No interactive effect of intensive blood pressure and glycemic control

The combination of intensive blood pressure (BP) control and intensive glycemic control doesn’t produce an additional benefit in preventing microvascular complications of type 2 diabetes, concludes a trial in Kidney International.

The researchers analyzed data from the randomized ACCORD-BP trial, including 4733 older adults with type 2 diabetes and hypertension. Patients were separately assigned to intensive or standard BP control (systolic BP target <120 mm Hg versus 140 mm Hg) and intensive or standard glycemic control (target HbA1c <6.0 percent versus 0.07–0.79 percent). Microvascular outcomes were assessed, including a composite of renal failure and retinopathy plus nine individual outcomes.

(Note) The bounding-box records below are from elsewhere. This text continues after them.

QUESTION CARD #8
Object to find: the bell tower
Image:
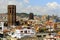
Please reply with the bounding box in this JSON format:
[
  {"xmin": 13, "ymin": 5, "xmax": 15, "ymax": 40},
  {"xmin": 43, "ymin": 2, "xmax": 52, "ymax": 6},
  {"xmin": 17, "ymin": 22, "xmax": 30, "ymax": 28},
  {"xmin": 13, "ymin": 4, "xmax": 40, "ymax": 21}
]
[{"xmin": 8, "ymin": 5, "xmax": 16, "ymax": 26}]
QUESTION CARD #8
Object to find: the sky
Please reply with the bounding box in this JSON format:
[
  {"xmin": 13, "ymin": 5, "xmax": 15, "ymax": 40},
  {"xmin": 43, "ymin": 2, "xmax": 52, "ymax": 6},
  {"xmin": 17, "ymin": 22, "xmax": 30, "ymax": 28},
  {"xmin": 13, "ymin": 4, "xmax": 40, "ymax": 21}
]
[{"xmin": 0, "ymin": 0, "xmax": 60, "ymax": 16}]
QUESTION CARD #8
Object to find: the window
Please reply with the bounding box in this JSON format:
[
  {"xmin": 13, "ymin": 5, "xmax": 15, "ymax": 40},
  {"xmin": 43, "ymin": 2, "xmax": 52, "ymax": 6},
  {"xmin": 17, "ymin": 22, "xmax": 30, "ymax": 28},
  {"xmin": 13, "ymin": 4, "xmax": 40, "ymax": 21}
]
[
  {"xmin": 37, "ymin": 35, "xmax": 42, "ymax": 37},
  {"xmin": 43, "ymin": 35, "xmax": 46, "ymax": 37},
  {"xmin": 24, "ymin": 30, "xmax": 27, "ymax": 33},
  {"xmin": 0, "ymin": 27, "xmax": 2, "ymax": 29},
  {"xmin": 21, "ymin": 31, "xmax": 23, "ymax": 33}
]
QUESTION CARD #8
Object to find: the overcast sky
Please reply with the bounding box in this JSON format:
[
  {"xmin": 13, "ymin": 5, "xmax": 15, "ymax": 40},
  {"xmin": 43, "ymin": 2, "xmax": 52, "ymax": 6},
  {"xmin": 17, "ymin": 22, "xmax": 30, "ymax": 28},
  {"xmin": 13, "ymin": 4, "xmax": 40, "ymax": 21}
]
[{"xmin": 0, "ymin": 0, "xmax": 60, "ymax": 16}]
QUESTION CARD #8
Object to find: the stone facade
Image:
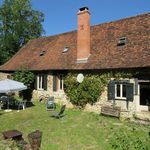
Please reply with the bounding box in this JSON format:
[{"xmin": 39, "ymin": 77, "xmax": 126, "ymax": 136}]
[{"xmin": 33, "ymin": 73, "xmax": 145, "ymax": 118}]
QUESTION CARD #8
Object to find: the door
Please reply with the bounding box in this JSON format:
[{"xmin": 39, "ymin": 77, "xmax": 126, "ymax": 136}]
[{"xmin": 139, "ymin": 82, "xmax": 150, "ymax": 111}]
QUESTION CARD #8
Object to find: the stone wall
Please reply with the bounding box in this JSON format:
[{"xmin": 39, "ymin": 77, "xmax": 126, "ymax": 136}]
[{"xmin": 33, "ymin": 74, "xmax": 138, "ymax": 118}]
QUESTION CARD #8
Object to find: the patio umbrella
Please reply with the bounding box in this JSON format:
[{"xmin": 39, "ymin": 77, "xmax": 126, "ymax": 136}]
[{"xmin": 0, "ymin": 79, "xmax": 27, "ymax": 93}]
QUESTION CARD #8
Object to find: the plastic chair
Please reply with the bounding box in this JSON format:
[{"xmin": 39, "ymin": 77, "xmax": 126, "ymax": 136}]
[{"xmin": 51, "ymin": 105, "xmax": 66, "ymax": 119}]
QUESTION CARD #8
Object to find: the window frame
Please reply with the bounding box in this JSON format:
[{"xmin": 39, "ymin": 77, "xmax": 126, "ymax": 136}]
[
  {"xmin": 37, "ymin": 74, "xmax": 47, "ymax": 90},
  {"xmin": 115, "ymin": 83, "xmax": 127, "ymax": 100}
]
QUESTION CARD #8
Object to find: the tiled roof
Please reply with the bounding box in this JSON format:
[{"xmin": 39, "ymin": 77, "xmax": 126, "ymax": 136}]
[{"xmin": 0, "ymin": 13, "xmax": 150, "ymax": 71}]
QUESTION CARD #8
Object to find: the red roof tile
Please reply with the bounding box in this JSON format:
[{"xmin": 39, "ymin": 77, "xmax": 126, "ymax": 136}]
[{"xmin": 0, "ymin": 13, "xmax": 150, "ymax": 71}]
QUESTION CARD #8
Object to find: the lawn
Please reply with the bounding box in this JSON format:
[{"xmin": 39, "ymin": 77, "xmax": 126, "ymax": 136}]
[{"xmin": 0, "ymin": 102, "xmax": 150, "ymax": 150}]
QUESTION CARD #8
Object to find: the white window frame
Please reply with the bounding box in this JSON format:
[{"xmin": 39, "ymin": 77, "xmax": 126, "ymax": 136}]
[
  {"xmin": 115, "ymin": 84, "xmax": 127, "ymax": 100},
  {"xmin": 37, "ymin": 74, "xmax": 44, "ymax": 90}
]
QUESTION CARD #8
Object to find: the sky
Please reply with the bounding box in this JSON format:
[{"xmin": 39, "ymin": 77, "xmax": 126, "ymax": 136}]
[{"xmin": 0, "ymin": 0, "xmax": 150, "ymax": 36}]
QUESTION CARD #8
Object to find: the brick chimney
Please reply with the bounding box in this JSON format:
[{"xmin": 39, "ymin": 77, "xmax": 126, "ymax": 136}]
[{"xmin": 77, "ymin": 7, "xmax": 90, "ymax": 63}]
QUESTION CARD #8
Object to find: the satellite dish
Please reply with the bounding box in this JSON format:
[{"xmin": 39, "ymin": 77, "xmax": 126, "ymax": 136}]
[{"xmin": 77, "ymin": 73, "xmax": 84, "ymax": 83}]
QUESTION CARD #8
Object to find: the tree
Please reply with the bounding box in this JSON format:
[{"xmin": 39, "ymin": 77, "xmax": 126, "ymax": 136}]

At a mean follow-up of 4.7 years, there were no significant differences in the composite outcome rates between groups: 11.4 versus 10.9 percent with intensive versus standard BP control, and 11.1 versus 11.2 percent with intensive versus standard glycemic control. The risk of microalbuminuria was lower with intensive BP control (hazard ratio 0.84). Intensive glycemic control was associated with a “near-significant” reduction in macroalbuminuria.

There was no evidence that the combination of intensive BP control and intensive glycemic control had any interactive effect. None of the study treatments were effective in preventing renal failure.

Previous trials have shown reductions in the risk of some microvascular complications of type 2 diabetes with intensive BP or glycemic control. The new ACCORD-BP results show a reduced risk of microalbuminuria in patients assigned to intensive BP control, but no effect on other microvascular end points. In the targeted group of older patients with established type 2 diabetes and hypertension, “additional benefit from simultaneous intensive management was not apparent,” the researchers conclude [Ismail-Beigi F, et al. Combined intensive blood pressure and glycemic control does not produce an additive benefit on microvascular outcomes in type 2 diabetic patients. Kidney Int 2012; 81:586–594].